# batch file to add registry key



## abhayalmighty (Jan 1, 2012)

i want to create a batch file which will add its directory path to registry as a string value.


----------



## abhijangda (Jan 1, 2012)

just google it!!


----------



## Vyom (Jan 1, 2012)

Yeah... google it.. and if you are too lazy, here is what would I have done..

1. Create a reg file(s) for the key containing the string
2. Create a batch file which would call those reg files, in separate lines
3. Just run the batch file...


----------



## abhayalmighty (Jan 2, 2012)

how to i get batch file's directory path. And ho to put it in reg file


----------



## Vyom (Jan 2, 2012)

See the following guides:
How to add, modify, or delete registry subkeys and values by using a registration entries (.reg) file
Batch files - Use REGEDIT to add, read or delete registry values

To know path of any file, just right click on it, and select properties.


----------



## abhayalmighty (Jan 3, 2012)

got it. thnx for replying.
close this post mods


----------



## Vyom (Jan 3, 2012)

Doesn't work like that.
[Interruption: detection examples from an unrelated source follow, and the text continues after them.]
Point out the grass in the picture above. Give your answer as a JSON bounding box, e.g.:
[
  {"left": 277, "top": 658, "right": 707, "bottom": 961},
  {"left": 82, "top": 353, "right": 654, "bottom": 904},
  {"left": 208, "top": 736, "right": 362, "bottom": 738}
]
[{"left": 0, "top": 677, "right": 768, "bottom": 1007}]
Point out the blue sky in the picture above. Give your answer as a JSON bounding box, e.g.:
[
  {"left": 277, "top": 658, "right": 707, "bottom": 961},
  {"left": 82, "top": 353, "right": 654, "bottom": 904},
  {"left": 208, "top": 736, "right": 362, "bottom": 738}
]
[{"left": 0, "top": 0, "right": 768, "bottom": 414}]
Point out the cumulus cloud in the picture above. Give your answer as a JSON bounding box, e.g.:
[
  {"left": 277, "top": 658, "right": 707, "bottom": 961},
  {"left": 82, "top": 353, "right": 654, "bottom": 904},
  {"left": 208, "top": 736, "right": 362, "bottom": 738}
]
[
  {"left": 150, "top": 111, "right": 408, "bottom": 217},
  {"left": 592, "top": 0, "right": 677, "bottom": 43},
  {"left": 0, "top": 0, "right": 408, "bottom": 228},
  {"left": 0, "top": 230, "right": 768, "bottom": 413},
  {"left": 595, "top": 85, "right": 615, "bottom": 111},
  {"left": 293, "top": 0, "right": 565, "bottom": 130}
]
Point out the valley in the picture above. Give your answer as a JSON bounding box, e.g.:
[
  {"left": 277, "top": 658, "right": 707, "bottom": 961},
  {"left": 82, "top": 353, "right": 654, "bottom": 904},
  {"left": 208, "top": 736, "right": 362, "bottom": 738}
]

You will have to post how exactly did you preform your task, and then this thread can be closed.


----------



## abhayalmighty (Jan 3, 2012)

Vyom said:


> Yeah... google it.. and if you are too lazy, here is what would I have done..
> 
> 1. Create a reg file(s) for the key containing the string
> 2. Create a batch file which would call those reg files, in separate lines
> 3. Just run the batch file...



that's how i got it to work now plz close this post


----------